To prevent this, use the validate parameter to enforce key uniqueness:

try:
result = pd.merge(left, right, on='Key', validate='one_to_one')
except pd.errors.MergeError as e:
print(f"MergeError: {e}")

Output:

MergeError: Merge keys are not unique in either left or right dataset; not a one-to-one merge
danger

Always check for duplicate keys before merging. Unexpected duplicates can silently multiply your rows, leading to inflated counts, incorrect aggregations, and misleading analysis results. Use validate='one_to_one', 'one_to_many', or 'many_to_one' to catch these issues early.

Quick Reference

OperationFunctionCombines OnSupports Multiple Join TypesAccepts Multiple DataFrames
Concatenatepd.concat()PositionInner, OuterYes (list)
Mergepd.merge()Column valuesInner, Left, Right, OuterNo (two at a time)
Joindf.join()IndexInner, Left, Right, OuterYes (list)

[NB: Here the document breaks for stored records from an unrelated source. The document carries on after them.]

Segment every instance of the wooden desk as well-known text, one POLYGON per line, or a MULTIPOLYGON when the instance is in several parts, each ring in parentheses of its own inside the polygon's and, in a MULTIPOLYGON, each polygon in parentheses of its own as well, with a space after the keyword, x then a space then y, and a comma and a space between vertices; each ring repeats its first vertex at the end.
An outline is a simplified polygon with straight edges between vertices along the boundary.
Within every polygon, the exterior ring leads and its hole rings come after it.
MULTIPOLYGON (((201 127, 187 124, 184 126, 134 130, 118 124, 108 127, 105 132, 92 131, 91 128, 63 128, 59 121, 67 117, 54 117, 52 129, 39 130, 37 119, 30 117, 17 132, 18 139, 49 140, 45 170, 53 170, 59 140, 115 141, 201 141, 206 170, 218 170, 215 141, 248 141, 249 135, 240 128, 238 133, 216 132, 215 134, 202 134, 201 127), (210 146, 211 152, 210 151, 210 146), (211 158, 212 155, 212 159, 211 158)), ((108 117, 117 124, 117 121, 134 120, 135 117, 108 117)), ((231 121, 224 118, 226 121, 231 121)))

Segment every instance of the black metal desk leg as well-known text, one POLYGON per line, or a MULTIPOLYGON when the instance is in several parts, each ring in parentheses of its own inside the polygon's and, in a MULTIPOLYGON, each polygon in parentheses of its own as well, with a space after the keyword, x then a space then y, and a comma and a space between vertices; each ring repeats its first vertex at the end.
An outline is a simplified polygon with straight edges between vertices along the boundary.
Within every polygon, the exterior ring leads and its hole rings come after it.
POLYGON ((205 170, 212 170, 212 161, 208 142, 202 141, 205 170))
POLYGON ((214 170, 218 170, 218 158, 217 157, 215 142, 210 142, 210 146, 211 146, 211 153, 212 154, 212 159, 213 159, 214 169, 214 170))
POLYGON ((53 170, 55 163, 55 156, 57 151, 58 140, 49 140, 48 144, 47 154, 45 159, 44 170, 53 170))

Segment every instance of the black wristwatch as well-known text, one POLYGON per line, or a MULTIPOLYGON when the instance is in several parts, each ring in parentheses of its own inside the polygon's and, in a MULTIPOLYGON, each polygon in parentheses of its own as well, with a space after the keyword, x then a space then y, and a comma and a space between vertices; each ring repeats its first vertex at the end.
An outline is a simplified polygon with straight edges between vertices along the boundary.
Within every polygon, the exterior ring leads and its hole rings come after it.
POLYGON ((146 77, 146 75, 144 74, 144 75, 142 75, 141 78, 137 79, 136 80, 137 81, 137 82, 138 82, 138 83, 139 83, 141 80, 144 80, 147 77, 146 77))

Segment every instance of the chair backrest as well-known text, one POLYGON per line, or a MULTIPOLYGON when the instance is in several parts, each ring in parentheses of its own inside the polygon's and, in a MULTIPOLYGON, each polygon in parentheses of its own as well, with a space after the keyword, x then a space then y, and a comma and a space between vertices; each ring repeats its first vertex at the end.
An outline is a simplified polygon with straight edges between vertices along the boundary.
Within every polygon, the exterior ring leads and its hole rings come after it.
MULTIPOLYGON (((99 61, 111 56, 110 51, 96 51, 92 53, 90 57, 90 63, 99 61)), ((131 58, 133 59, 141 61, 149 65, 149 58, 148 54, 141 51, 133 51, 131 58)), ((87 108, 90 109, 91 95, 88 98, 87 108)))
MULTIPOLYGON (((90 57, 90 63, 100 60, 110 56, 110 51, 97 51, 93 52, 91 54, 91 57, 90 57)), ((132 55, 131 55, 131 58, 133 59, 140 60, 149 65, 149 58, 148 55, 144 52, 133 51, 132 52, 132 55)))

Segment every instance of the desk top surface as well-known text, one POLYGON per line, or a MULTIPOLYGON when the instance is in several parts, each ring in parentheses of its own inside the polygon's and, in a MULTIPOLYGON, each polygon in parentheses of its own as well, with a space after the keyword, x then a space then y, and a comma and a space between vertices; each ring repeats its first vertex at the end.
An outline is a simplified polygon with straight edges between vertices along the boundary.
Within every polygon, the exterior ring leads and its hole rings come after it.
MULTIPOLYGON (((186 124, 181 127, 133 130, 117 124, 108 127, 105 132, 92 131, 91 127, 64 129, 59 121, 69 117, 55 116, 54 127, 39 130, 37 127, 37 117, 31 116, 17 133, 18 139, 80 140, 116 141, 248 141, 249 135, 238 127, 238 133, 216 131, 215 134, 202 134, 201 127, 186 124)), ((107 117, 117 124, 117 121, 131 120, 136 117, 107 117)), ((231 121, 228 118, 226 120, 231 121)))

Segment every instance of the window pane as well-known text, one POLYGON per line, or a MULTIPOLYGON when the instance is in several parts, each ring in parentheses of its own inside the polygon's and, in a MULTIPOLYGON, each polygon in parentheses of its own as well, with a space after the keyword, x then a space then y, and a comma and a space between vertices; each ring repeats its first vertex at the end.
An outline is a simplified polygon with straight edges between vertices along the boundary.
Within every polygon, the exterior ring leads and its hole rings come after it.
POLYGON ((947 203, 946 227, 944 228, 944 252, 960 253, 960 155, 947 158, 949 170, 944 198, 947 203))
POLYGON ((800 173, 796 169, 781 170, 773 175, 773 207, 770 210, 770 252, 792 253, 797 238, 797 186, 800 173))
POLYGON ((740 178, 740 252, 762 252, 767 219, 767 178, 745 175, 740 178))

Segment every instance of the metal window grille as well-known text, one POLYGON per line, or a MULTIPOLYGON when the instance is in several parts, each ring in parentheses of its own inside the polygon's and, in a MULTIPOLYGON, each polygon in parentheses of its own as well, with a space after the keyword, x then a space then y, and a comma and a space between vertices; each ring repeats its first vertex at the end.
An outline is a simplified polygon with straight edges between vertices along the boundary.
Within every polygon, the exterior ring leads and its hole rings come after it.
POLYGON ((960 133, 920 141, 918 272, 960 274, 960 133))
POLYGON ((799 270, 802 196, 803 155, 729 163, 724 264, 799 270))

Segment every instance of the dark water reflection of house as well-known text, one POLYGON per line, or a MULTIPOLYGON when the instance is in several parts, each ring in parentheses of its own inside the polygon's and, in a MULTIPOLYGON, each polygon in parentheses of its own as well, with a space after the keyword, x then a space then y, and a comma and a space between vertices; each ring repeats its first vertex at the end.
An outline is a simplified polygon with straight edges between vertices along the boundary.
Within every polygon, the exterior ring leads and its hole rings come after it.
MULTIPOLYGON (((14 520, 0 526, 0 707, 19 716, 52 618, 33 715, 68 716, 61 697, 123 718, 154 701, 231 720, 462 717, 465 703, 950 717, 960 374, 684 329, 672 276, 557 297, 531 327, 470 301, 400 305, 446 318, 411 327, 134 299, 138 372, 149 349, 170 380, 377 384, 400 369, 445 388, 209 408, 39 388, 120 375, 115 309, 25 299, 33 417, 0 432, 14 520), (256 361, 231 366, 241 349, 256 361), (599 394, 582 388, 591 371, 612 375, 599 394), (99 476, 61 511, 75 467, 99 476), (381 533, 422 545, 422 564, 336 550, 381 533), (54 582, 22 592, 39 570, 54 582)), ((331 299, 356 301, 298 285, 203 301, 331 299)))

Use concat() when stacking DataFrames with the same structure, merge() when combining on shared column values, and join() when aligning DataFrames by their index.

For merging more than two DataFrames on a key column, chain merge() calls or use functools.reduce() for cleaner code.